Coube à presidente do partido, Gleisi Hoffmann, demarcar o tom e a intensidade da artilharia – que, a propósito, ignora o fato de que é o equilíbrio macroeconômico que dá sustentação a qualquer governo no longo prazo. Em debate com Haddad, Gleisi expôs o seu raciocínio primitivo em matéria econômica: “Se o privado não está bem, o Estado tem que entrar com tudo. O que tem de ser feito ano que vem: executar o Orçamento inteiro, não é um déficit que vai mudar (a situação do País)”, afirmou Gleisi. Ela reforçou a ideia – já antecipada pela repórter Vera Rosa neste Estadão – sobre o que a cúpula petista chama de “austericídio fiscal”. Daí concluiu que o governo não deveria se preocupar com o resultado fiscal.
O líder do PT na Câmara, José Guimarães, foi sincero: “Se tiver que fazer déficit, vamos fazer, ou a gente não ganha a eleição”. Ou seja, segundo Guimarães e os muitos petistas que pensam como ele, a meta de zerar o rombo das contas públicas pode fazer com que a sigla perca as eleições municipais.

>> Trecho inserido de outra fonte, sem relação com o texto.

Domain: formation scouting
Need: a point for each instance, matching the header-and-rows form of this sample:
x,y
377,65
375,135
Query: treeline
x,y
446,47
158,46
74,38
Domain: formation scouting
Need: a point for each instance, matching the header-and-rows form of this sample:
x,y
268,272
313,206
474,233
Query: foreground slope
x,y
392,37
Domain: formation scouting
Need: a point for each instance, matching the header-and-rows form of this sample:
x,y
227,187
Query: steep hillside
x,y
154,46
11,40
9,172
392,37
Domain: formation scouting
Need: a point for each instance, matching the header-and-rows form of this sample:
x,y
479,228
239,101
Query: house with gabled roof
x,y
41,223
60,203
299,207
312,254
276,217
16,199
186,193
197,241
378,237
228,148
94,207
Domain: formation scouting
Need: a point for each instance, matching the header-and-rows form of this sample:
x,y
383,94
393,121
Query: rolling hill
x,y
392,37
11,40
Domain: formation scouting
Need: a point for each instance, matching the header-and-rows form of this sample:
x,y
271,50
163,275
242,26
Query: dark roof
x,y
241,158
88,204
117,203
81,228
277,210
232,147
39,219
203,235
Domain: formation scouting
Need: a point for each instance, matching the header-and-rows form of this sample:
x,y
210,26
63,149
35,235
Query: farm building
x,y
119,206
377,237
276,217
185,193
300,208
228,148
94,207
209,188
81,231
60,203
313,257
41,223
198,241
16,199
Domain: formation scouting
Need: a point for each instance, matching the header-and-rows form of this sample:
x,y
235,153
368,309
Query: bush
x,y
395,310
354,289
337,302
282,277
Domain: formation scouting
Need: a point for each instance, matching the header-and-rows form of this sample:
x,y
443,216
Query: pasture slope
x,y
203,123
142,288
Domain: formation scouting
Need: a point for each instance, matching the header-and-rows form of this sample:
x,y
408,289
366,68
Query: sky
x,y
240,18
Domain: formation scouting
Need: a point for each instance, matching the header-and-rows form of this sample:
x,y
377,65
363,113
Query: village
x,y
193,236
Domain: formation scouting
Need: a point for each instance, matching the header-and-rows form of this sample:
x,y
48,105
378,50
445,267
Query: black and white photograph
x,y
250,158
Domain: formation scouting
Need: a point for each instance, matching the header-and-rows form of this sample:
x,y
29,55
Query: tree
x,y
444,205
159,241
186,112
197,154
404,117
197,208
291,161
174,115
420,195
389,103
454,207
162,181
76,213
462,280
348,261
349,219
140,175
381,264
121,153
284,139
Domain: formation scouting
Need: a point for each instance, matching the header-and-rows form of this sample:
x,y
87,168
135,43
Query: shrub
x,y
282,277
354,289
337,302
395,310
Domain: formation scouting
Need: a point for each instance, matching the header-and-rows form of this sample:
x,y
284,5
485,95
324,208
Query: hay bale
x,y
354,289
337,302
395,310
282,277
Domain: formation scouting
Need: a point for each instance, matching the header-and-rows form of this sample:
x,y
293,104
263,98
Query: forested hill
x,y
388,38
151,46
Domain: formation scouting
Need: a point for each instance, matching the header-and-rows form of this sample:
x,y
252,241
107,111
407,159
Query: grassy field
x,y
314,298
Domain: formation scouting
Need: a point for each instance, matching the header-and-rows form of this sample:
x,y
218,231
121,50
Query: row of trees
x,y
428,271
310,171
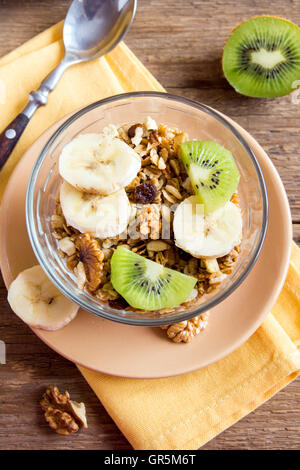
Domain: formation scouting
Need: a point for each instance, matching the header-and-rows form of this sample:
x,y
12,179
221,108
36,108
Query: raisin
x,y
131,130
183,254
154,137
144,193
118,304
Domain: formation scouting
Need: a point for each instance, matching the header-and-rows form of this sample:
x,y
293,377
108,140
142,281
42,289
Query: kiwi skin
x,y
233,31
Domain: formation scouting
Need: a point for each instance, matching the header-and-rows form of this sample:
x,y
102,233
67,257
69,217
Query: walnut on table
x,y
185,331
62,414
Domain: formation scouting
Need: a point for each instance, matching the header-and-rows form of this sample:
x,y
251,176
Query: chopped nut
x,y
91,256
154,157
192,295
175,165
132,129
110,131
57,221
235,199
150,124
144,193
157,245
81,276
185,331
161,164
67,246
134,183
136,140
211,265
62,414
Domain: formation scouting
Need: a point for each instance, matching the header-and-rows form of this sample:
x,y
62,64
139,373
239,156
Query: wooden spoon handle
x,y
10,137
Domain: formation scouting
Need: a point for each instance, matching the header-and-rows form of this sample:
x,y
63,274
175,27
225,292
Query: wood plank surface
x,y
181,42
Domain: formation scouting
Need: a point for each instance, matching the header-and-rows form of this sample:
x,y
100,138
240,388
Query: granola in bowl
x,y
151,195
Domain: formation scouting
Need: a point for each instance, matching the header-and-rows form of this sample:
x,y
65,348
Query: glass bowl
x,y
200,122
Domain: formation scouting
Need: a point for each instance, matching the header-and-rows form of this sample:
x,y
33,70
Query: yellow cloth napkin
x,y
186,411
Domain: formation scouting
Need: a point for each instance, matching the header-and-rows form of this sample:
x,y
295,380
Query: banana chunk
x,y
98,163
34,298
101,216
211,235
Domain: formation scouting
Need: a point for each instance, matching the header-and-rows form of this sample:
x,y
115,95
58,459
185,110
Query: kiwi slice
x,y
212,171
261,58
147,285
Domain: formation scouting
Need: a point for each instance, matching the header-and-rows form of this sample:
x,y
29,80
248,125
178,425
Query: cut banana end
x,y
213,235
99,164
34,298
102,217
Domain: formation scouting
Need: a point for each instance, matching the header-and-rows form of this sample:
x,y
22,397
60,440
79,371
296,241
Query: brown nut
x,y
63,415
185,331
92,257
132,129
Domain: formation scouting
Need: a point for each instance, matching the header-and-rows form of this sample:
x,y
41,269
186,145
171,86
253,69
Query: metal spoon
x,y
92,28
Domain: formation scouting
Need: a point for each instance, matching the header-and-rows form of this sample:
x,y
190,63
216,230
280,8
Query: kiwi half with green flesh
x,y
261,58
147,285
212,171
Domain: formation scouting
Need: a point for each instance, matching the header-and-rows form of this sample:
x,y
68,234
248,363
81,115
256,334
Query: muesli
x,y
145,192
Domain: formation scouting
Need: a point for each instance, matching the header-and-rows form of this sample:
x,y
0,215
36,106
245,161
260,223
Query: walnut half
x,y
185,331
62,414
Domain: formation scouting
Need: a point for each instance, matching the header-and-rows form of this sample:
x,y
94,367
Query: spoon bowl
x,y
92,28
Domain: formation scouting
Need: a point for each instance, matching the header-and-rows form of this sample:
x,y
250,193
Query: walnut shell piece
x,y
92,257
63,415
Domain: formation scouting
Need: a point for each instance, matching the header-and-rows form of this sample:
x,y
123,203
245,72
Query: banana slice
x,y
34,298
101,216
98,163
213,235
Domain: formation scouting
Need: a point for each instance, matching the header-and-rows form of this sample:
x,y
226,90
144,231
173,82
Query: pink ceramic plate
x,y
144,352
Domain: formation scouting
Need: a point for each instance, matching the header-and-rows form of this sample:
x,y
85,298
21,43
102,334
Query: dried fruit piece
x,y
144,193
91,256
62,414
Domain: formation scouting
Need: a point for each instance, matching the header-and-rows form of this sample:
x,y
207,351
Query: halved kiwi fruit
x,y
212,171
261,58
147,285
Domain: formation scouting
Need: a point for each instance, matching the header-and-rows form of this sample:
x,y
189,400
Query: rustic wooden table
x,y
180,41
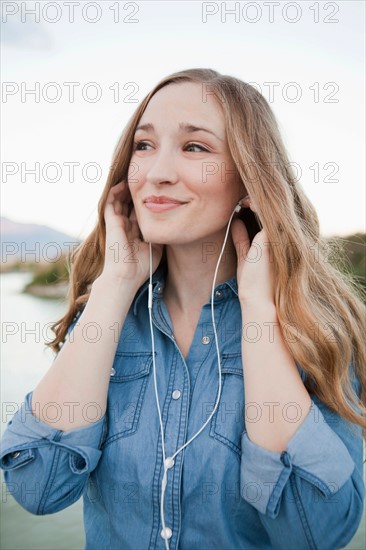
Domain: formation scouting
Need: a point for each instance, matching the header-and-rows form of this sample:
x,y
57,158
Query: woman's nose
x,y
163,168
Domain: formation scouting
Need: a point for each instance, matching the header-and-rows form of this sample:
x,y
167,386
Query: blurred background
x,y
72,75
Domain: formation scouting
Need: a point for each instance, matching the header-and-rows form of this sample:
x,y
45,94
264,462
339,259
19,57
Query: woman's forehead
x,y
186,101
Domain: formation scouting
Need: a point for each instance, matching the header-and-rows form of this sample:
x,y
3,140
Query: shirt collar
x,y
158,282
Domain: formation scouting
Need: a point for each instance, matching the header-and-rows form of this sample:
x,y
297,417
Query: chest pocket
x,y
228,424
128,380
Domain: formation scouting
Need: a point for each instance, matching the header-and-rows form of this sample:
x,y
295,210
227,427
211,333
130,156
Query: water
x,y
24,361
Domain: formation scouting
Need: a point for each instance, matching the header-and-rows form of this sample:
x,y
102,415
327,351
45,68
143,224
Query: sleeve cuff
x,y
310,454
25,433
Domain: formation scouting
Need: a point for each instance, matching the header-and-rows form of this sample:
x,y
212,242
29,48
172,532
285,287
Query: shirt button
x,y
15,454
169,462
176,394
167,534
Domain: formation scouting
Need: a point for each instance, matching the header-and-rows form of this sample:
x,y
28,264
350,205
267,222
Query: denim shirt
x,y
223,491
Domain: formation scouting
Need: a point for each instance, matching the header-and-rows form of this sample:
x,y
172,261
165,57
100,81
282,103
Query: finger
x,y
120,188
135,228
240,238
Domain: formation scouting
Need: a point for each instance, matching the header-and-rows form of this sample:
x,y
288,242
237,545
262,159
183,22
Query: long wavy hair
x,y
319,308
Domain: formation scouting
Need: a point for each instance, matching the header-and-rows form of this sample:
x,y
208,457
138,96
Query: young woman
x,y
220,405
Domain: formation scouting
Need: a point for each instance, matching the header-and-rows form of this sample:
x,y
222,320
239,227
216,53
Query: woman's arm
x,y
272,380
77,381
301,462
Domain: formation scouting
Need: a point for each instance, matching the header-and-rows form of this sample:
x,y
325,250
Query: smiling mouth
x,y
162,206
162,203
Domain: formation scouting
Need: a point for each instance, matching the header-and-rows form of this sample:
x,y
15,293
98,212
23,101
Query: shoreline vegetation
x,y
50,280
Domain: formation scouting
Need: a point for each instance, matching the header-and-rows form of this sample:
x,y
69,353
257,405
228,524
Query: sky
x,y
89,64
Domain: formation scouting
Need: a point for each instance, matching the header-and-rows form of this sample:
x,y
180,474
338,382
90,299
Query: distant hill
x,y
30,242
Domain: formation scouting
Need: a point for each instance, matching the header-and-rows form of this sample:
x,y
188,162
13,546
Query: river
x,y
24,361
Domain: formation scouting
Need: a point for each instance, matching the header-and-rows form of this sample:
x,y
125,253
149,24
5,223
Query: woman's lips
x,y
162,206
162,203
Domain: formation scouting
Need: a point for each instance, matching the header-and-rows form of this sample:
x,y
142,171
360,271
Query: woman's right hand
x,y
126,254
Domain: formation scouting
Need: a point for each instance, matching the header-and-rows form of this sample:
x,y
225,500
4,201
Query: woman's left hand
x,y
255,267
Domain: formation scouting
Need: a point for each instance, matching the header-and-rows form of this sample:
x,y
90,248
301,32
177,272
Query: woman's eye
x,y
199,147
140,145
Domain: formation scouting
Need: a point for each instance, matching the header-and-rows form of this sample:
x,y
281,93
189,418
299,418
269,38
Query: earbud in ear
x,y
240,203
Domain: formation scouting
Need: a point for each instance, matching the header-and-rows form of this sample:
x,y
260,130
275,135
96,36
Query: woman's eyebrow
x,y
183,127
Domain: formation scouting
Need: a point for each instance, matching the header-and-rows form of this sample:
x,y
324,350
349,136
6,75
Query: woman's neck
x,y
191,270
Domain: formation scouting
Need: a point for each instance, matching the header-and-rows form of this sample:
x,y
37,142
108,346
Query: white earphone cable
x,y
150,298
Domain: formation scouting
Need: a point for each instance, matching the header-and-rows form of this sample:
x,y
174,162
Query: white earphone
x,y
168,462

Haddad parece estar cada vez mais sozinho e inspira os temores de que a meta do déficit zero não passa de um esforço isolado da equipe econômica, sem amparo no próprio governo. Primeiro, porque, conhecendo as engrenagens de funcionamento do PT e do governo, é difícil acreditar que os movimentos de Gleisi, Guimarães et caterva não tenham o aval do presidente Lula da Silva. Segundo, porque há uma avaliação majoritária no partido de Lula de que o governo terá de contingenciar recursos de emendas parlamentares e de investimentos do Programa de Aceleração do Crescimento (PAC) para cumprir a meta fiscal no ano que vem, o que prejudicaria o envio de verba para aliados dos petistas nos municípios.

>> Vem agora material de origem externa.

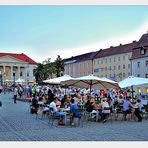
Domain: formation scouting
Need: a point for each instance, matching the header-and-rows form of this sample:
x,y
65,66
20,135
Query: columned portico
x,y
20,64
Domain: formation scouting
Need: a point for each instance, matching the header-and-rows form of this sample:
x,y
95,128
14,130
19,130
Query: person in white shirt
x,y
56,110
15,92
105,109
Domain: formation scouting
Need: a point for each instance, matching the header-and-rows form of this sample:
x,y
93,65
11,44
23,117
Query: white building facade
x,y
15,66
139,63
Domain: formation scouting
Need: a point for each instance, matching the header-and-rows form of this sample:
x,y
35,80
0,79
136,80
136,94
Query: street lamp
x,y
1,78
14,77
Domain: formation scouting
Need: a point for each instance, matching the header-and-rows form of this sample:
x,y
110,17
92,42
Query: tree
x,y
59,66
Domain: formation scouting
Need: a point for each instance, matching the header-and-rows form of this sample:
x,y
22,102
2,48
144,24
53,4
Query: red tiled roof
x,y
22,57
143,41
116,50
82,57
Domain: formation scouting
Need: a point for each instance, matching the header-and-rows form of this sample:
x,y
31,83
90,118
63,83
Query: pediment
x,y
10,59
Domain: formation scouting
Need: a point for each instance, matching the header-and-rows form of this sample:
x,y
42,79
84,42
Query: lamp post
x,y
14,77
1,78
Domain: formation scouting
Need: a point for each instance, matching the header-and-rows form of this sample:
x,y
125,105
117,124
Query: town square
x,y
73,73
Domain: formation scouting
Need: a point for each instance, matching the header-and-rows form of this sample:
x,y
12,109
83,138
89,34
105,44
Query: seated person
x,y
138,109
56,110
34,104
74,110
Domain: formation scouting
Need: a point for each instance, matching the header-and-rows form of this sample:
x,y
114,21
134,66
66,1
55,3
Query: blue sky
x,y
46,31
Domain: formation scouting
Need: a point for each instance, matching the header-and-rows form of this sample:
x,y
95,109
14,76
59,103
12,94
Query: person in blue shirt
x,y
127,106
74,110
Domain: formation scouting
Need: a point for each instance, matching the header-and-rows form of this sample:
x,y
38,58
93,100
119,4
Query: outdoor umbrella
x,y
132,81
91,81
58,80
20,80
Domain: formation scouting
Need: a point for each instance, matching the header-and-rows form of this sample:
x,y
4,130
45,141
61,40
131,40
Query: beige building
x,y
80,65
140,62
15,66
114,62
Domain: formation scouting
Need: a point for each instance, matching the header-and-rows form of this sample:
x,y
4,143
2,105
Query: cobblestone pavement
x,y
17,124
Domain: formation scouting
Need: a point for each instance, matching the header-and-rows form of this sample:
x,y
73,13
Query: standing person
x,y
1,89
127,106
15,93
138,110
50,96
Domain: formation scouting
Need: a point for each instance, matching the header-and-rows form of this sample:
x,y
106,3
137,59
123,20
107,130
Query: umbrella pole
x,y
132,92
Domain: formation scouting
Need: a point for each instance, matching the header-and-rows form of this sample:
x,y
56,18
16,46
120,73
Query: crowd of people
x,y
102,101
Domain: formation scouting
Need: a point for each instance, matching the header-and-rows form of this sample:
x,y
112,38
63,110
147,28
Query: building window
x,y
146,63
123,75
27,74
142,51
123,58
94,62
138,64
123,66
105,60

A possibilidade de contingenciamento é real porque assim funcionam boas políticas fiscais. Mas a cúpula petista – leia-se Lula – parece não ter entendido nem aprendido nada com a história, com seus mandatos e com os próprios sucessos e fracassos. Onde o PT enxerga arrocho ou coisa que o valha é, na verdade, a chave para o crescimento econômico. Desenvolvimento, como disseram alguns economistas em reação às declarações do fim de semana, não é fruto de gasto público mal feito, e sim de investimentos – e nada disso se consegue de maneira sustentável sem que a casa fiscal esteja arrumada. No debate com Gleisi, Haddad, com razão, lembrou-lhe que não é verdade que déficit faz a economia crescer nem que superávit a faça encolher.
Não é de hoje o esforço petista para desmoralizar sistemas de metas de superávit primário e gestões que deveriam se pautar pelo óbvio: o cumprimento da lei. Em 2015, no segundo mandato de Dilma Rousseff, o então ministro Joaquim Levy tinha no PT um dos seus principais algozes no Congresso, até a ponto de eliminar qualquer resquício de credibilidade perdida no mandato anterior e que a equipe econômica tentava reconstruir. O resultado, sabemos: deterioração fiscal crescente, desequilíbrio macroeconômico e perda contínua de apoios até culminar com a crise política de 2016. A lição pareceu insuficiente, porque o PT fez o que costuma fazer: pôs o fracasso na conta de forças externas.
Haddad precisará muito mais do que qualquer competência argumentativa. Só um árbitro pode conter os delírios petistas e estimular a sensatez: Lula da Silva. Mas sobre ele pesarão não apenas os ecos da cúpula petista, como também as pressões das últimas pesquisas, que apontam viés de baixa em sua popularidade. Diante disso, Lula já concluiu que a solução é a gastança – e mandou seus sabujos no PT dizerem isso em voz alta.